About 25% of all black, Asian, and female CFPB employees report being discriminated against. This discrimination was often on grounds of race and gender, the GAO found: “Of the survey respondents who reported that they believed they had experienced discrimination, the most commonly reported bases for discrimination were race or ethnicity (47 percent), gender (47 percent) and age (41 percent).”
Perhaps unsurprisingly, employees don’t hold much faith in the CFPB leadership, either. “Bureau-wide, over a third of employees who responded to our survey disagreed that a culture of accountability exists in which all employees at all levels are held accountable for their actions,” the GAO reported. Further, “about one-third of respondents disagreed with the statement that success at CFPB is based more on merit than on personal connections or favoritism.”

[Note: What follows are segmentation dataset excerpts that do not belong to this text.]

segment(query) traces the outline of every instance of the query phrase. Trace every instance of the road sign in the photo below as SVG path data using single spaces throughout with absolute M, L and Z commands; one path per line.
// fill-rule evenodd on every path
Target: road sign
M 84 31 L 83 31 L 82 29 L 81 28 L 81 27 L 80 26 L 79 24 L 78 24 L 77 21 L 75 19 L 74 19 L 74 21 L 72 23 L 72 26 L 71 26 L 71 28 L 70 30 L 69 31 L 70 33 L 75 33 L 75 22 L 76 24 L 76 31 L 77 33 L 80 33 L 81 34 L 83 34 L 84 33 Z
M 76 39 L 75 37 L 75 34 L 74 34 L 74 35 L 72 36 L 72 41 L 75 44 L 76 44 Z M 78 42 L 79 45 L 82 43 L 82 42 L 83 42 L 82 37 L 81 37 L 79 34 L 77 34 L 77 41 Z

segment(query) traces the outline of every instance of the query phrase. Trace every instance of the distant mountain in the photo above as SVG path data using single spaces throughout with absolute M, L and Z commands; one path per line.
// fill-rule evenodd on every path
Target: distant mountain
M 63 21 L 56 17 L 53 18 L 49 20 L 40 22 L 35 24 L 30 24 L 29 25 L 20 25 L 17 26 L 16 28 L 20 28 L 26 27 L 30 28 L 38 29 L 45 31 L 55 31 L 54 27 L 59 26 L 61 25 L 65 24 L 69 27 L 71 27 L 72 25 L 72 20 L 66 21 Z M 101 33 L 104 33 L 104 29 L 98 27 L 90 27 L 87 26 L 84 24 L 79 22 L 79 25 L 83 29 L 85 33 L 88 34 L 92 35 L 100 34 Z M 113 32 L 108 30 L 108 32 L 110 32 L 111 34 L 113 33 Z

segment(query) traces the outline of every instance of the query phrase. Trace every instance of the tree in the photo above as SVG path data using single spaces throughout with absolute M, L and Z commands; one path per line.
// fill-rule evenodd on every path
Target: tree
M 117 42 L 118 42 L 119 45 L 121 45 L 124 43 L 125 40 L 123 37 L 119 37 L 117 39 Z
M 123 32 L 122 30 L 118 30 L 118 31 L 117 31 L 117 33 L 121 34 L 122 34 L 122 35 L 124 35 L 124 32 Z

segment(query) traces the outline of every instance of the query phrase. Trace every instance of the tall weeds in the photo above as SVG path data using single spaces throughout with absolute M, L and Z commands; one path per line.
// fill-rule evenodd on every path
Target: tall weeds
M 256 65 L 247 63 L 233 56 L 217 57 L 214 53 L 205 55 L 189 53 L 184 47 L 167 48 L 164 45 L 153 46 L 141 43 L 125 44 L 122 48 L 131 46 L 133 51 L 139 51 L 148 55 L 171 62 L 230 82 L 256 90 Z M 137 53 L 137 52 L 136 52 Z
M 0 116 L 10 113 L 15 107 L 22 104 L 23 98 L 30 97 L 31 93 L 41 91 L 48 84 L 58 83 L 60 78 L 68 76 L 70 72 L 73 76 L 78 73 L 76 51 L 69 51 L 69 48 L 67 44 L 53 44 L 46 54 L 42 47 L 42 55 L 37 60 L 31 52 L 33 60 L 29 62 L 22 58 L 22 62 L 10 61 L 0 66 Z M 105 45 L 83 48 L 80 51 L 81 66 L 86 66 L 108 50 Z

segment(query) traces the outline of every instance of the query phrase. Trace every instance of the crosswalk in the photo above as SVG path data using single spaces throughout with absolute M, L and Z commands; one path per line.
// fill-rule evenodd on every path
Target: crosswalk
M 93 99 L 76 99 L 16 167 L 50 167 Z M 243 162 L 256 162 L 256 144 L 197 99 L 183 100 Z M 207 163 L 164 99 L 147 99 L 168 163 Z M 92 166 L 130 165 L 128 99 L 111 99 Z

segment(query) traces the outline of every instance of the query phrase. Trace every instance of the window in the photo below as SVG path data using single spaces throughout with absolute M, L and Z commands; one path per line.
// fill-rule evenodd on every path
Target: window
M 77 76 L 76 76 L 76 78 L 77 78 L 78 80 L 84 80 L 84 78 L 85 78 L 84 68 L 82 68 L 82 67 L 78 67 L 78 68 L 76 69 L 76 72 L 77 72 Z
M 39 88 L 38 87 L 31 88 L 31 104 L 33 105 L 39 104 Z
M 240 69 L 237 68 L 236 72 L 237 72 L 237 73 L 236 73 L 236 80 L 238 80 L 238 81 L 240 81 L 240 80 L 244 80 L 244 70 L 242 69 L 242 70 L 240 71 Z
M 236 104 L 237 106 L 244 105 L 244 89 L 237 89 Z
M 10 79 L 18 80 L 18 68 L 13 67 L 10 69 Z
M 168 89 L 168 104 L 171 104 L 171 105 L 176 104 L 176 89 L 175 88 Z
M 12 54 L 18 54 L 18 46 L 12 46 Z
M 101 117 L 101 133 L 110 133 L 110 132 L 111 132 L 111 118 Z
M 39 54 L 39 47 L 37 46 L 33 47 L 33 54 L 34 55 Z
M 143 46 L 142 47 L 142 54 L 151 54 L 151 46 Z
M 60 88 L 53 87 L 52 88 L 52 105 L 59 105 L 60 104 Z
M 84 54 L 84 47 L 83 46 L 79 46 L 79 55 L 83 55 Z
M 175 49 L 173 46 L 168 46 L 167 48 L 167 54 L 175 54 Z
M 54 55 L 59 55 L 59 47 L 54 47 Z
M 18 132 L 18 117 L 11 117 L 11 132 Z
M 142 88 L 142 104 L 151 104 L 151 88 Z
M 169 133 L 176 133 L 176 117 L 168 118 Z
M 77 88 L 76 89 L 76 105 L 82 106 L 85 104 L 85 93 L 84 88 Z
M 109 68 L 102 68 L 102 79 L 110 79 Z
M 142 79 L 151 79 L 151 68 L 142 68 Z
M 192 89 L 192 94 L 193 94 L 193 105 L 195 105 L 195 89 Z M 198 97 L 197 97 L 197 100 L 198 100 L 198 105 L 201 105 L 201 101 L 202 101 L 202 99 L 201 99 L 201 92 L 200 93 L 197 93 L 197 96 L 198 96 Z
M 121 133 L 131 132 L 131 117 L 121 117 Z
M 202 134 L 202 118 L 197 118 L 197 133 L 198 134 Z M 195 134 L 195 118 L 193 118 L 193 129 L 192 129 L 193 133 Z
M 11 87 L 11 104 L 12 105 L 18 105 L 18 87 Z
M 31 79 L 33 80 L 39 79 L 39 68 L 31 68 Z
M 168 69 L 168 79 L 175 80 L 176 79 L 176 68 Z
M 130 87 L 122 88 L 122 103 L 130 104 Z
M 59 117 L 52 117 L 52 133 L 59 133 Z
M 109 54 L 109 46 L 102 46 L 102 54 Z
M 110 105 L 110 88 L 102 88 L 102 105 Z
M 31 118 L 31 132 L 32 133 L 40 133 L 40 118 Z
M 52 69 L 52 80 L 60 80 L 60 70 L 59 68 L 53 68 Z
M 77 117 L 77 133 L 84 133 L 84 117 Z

This isn’t even the first time that CFPB has been confronted with evidence that something’s rotten at CFPB. Several CFPB whistleblowers have come forward to tell Congress about the agency’s “culture of intimidation and retaliation.” Let’s not forget that CFPB is the only government agency not accountable to Congress—and its very existence may be unconstitutional.
Unaccountable bureaucrats at the CFPB? Perceptions of favoritism and a poisonous environment? Just another day under the reign of Richard Cordray.